Key drugs losing patent protection in 2025
…and you don’t believe big pharma has been in deep trouble for that last two decades?
Check these out
Key drugs losing patent protection in 2025
United States: These 38 Drugs Face Patent Expirations and Generic Entry From 2025 - 2026 DrugPatentWatch® Estimated Loss of Exclusivity Dates in the United States
The fact is, the big pharma gravy train coming to an end has been a well kept secret for many a year - SARS-CoV-2 were last chance saloon…
getting it now?
Good, hope they go broke.
It’s a failed industry. I sensed it as early as 1989, when an older & wiser friend waved at all the buildings on the Wellcome Research site in U.K., where we both worked, and asked “What is keeping all this up, do you think?”
We had many long conversations about the state of the industry. We realised that nobody had any idea where new drug concepts came from and that attempts to “Scale the Discovery Engine” through sequential mergers was only having the effect of combining in-line product portfolios and late stage R&D pipelines, only a few of which would ever reach the market and most of those wouldn’t recover their R&D costs.

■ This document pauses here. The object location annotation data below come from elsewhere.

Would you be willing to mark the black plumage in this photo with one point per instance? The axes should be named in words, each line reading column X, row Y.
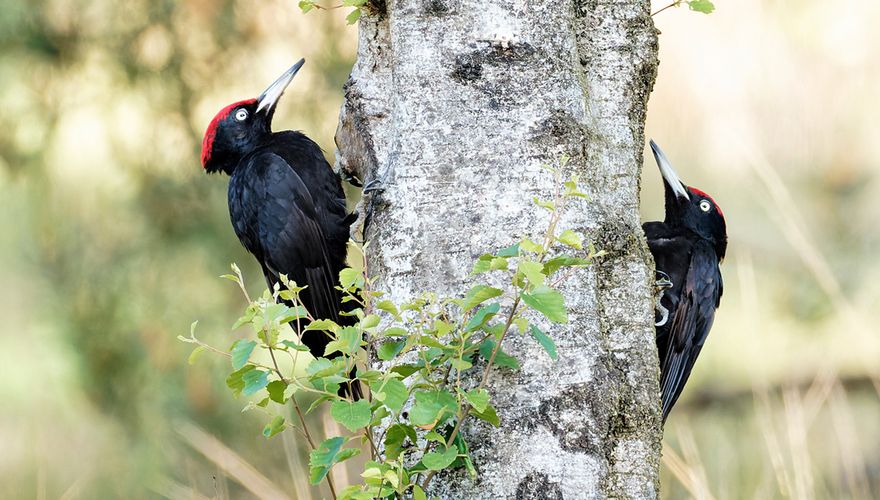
column 688, row 247
column 286, row 204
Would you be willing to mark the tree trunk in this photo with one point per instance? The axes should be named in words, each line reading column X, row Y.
column 454, row 105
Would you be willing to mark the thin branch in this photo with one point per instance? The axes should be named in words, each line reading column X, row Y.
column 305, row 430
column 676, row 3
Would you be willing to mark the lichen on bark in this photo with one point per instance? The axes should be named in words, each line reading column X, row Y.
column 453, row 105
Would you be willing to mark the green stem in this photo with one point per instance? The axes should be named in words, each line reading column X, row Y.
column 676, row 3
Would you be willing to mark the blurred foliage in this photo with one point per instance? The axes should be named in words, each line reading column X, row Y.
column 117, row 236
column 114, row 237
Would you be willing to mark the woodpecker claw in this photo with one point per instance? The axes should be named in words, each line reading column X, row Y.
column 662, row 284
column 664, row 315
column 374, row 186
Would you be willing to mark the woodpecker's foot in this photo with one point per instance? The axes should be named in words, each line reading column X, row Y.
column 374, row 186
column 663, row 283
column 663, row 314
column 350, row 178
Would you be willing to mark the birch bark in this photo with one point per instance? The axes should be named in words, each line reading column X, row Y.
column 454, row 105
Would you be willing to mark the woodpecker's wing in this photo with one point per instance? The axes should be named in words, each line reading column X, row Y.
column 690, row 323
column 275, row 218
column 672, row 254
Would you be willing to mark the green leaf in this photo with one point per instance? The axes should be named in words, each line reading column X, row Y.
column 440, row 460
column 437, row 438
column 419, row 493
column 296, row 347
column 241, row 352
column 572, row 239
column 276, row 390
column 549, row 205
column 511, row 251
column 348, row 277
column 274, row 427
column 322, row 324
column 704, row 6
column 388, row 306
column 351, row 415
column 247, row 318
column 235, row 379
column 533, row 271
column 320, row 367
column 394, row 331
column 460, row 364
column 254, row 380
column 328, row 453
column 354, row 492
column 545, row 341
column 478, row 399
column 195, row 354
column 501, row 358
column 395, row 439
column 483, row 264
column 483, row 315
column 432, row 408
column 369, row 321
column 489, row 415
column 548, row 302
column 394, row 394
column 478, row 295
column 292, row 314
column 405, row 370
column 353, row 16
column 347, row 341
column 530, row 246
column 388, row 350
column 498, row 264
column 554, row 264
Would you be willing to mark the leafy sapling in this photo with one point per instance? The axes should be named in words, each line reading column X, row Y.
column 703, row 6
column 432, row 357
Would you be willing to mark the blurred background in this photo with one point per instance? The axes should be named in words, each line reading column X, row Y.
column 114, row 239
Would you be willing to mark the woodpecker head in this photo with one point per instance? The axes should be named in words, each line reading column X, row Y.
column 242, row 126
column 691, row 208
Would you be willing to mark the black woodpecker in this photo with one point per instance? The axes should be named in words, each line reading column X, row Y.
column 286, row 204
column 688, row 247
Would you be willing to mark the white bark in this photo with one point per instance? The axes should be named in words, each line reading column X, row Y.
column 453, row 105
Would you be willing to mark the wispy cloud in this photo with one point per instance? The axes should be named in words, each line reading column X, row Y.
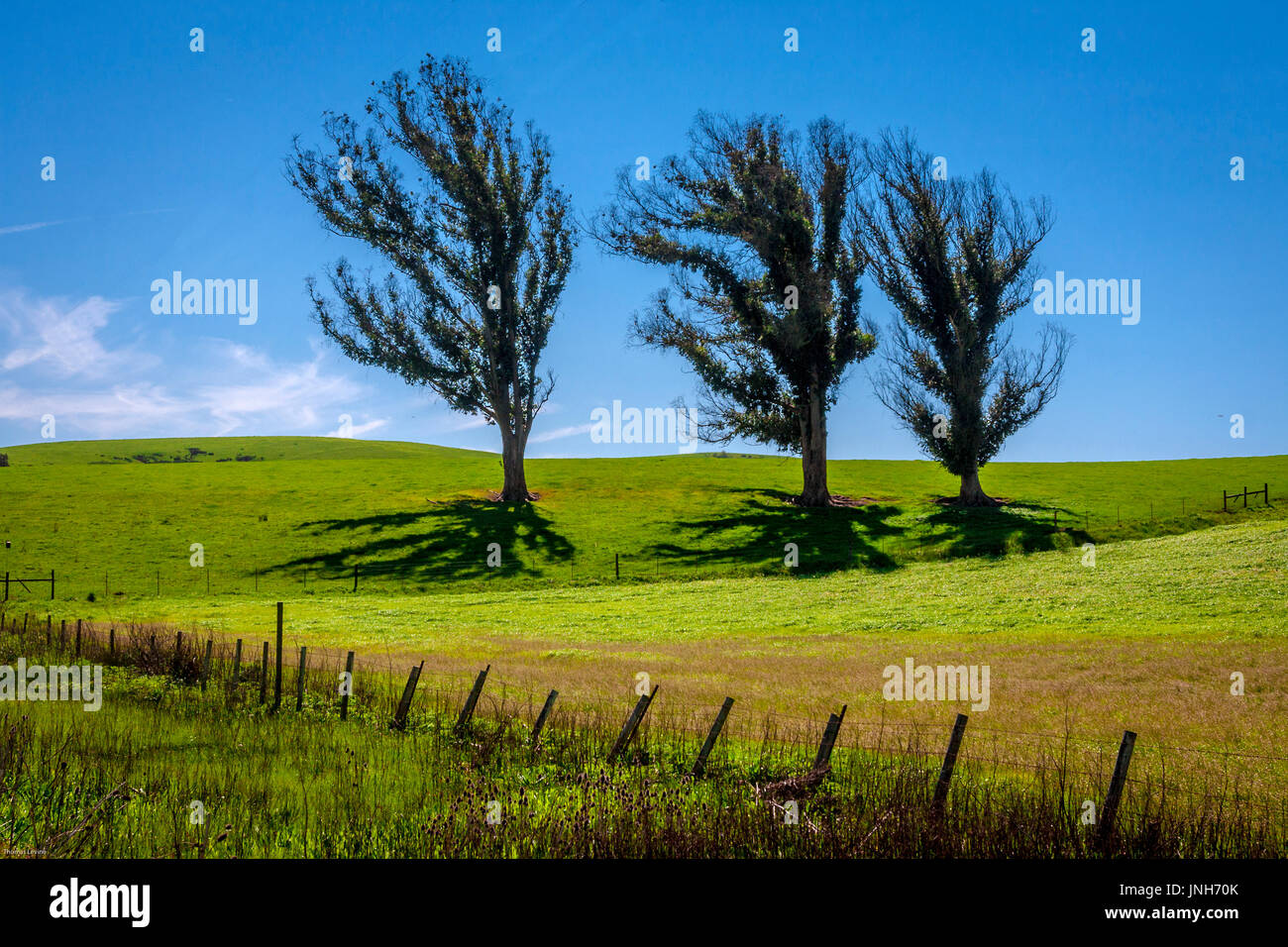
column 359, row 429
column 60, row 337
column 68, row 371
column 559, row 433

All sorts of bad behaviour was incentivised by limitations of commercial exclusivity which patents provide those who disclose an invention (which must be novel, useful & not obvious). The longer the development process became & the greater the costs, needed to exclude rare serious adverse effects and to prove superiority over existing, usually cheap, off-patent products, the shorter the useful exclusive period became, until it was too short to allow even the rare, good product that was a worthwhile advance over prior art to yield a sustaining profit.

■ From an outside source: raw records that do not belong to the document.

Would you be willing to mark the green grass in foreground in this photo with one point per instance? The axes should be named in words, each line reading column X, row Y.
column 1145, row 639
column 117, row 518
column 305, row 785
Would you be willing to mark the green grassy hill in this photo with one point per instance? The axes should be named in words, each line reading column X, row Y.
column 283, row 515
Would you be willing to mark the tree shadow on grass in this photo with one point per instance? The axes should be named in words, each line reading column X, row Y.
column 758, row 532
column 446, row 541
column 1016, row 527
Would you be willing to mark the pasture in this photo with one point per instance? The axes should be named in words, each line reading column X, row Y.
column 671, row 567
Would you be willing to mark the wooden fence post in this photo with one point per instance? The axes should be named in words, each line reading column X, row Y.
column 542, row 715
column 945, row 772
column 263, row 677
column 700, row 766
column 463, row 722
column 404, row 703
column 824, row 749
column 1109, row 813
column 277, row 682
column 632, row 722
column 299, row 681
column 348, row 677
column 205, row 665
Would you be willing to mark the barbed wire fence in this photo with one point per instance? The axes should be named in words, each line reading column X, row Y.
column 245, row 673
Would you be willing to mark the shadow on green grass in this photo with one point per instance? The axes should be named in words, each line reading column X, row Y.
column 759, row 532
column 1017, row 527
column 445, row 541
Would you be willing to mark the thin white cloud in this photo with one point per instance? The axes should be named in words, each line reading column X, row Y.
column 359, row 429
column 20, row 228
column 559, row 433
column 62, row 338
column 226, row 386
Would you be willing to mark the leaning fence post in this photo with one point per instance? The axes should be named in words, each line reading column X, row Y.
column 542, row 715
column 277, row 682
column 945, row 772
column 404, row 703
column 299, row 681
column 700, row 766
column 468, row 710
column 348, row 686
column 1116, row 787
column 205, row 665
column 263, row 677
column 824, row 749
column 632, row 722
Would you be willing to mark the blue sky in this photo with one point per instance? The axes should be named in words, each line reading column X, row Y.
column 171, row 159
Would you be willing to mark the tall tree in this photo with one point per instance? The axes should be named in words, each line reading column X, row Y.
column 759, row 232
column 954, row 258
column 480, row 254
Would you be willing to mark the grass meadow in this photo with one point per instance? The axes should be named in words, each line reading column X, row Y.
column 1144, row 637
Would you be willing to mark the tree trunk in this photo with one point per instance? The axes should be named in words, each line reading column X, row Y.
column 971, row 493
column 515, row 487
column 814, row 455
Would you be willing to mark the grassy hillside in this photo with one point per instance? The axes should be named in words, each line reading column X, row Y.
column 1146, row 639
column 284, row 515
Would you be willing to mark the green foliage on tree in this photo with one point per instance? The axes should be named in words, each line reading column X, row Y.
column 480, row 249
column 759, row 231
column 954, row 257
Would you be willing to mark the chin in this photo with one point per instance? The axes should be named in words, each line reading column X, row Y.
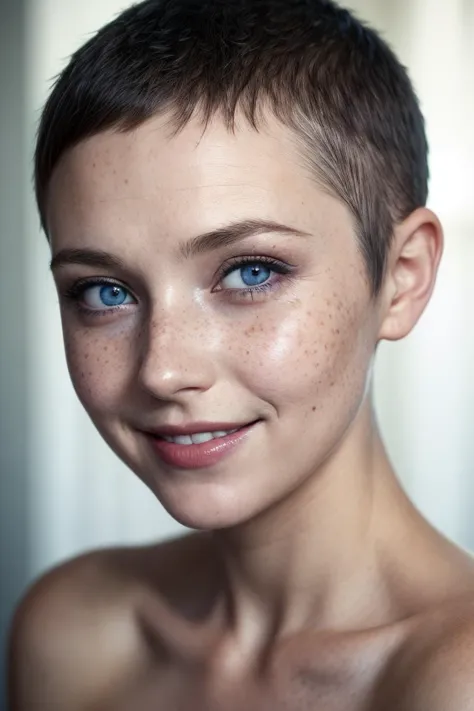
column 204, row 508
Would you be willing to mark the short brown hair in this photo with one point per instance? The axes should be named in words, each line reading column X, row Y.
column 326, row 75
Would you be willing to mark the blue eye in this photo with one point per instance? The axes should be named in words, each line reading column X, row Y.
column 112, row 295
column 252, row 274
column 100, row 296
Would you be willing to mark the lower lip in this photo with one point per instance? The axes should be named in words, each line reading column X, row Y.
column 198, row 456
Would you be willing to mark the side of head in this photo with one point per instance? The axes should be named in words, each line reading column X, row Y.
column 221, row 184
column 332, row 81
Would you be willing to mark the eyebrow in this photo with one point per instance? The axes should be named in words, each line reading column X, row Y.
column 206, row 242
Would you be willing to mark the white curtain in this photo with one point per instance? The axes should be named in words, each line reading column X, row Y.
column 81, row 496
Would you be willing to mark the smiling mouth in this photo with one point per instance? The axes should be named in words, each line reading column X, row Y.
column 199, row 437
column 196, row 450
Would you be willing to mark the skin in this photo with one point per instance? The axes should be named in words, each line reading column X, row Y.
column 313, row 582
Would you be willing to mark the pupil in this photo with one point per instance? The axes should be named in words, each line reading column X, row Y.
column 112, row 295
column 255, row 274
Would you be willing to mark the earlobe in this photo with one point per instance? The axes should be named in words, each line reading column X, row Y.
column 411, row 273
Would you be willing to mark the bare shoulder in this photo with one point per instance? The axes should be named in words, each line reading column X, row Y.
column 434, row 669
column 74, row 638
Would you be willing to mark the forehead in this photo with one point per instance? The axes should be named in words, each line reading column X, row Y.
column 188, row 182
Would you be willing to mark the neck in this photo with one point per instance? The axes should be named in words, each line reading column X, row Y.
column 316, row 558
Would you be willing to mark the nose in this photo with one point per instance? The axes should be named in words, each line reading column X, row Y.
column 177, row 354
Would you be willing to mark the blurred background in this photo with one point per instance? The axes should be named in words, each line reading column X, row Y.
column 61, row 490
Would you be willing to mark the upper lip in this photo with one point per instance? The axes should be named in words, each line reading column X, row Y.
column 196, row 428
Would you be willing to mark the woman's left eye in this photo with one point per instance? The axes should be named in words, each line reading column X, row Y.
column 248, row 275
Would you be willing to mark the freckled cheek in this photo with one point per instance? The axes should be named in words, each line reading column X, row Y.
column 98, row 367
column 306, row 352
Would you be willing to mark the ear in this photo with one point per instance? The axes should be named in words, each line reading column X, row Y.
column 411, row 274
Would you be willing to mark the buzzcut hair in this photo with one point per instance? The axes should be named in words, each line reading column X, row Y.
column 332, row 80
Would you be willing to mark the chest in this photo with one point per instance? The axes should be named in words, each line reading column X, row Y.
column 295, row 687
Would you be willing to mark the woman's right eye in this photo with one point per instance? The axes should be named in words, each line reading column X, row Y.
column 100, row 296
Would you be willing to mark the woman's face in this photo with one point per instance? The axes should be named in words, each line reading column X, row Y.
column 270, row 325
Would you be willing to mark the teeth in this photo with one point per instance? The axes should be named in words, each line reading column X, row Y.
column 199, row 437
column 182, row 439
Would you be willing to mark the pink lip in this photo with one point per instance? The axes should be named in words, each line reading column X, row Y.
column 197, row 456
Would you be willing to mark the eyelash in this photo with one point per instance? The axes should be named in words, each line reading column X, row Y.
column 77, row 290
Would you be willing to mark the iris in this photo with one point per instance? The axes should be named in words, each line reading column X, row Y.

I was clear by around the age of 40 (turn of the century) that I’d be extremely fortunate if the industry lasted long enough to retire out of it.
By my early 50s I, like tens of thousands of other people, was made redundant in a yet another merger & radical downsizing.
Luckily, I had a few accidental aces up my sleeve. Earlier than most, I’d invested much unrewarded effort in seeking out early stage drugs owned by much smaller companies which might provide the basis for commercial synergies. One in particular made many billions in revenue for both parties and was the most valuable thing I ever did.
These efforts brought me into contact with an ecosystem I was not even really aware of. Small start ups funded by private venture capital. I reviewed over 100 such entities. We did two deals.
After the announcement of the closure of the site at which I worked, I received two calls, independently from people whose biotechs I had previously reviewed and this launched me into consulting.
At dinner for one client, I met an investor who was curious about what was happening to all the portfolio I had worked on. Learning that most of all of it was to be abandoned in cost saving and downsizing, he asserted that i could raise a little capital & perhaps spin out some compounds. A year later, I did just that. For six years I led that biotech until acquisition by a big company & I entered into partial retirement in 2017 (also coinciding with a serious illness).
Then 2020 hit.
I could not take a commission to consult in this industry now. I’ve learned too many things of which I was previously completely unaware, beavering away in research labs. I also wouldn’t recommend anyone follow in my footsteps. That geography no longer exists.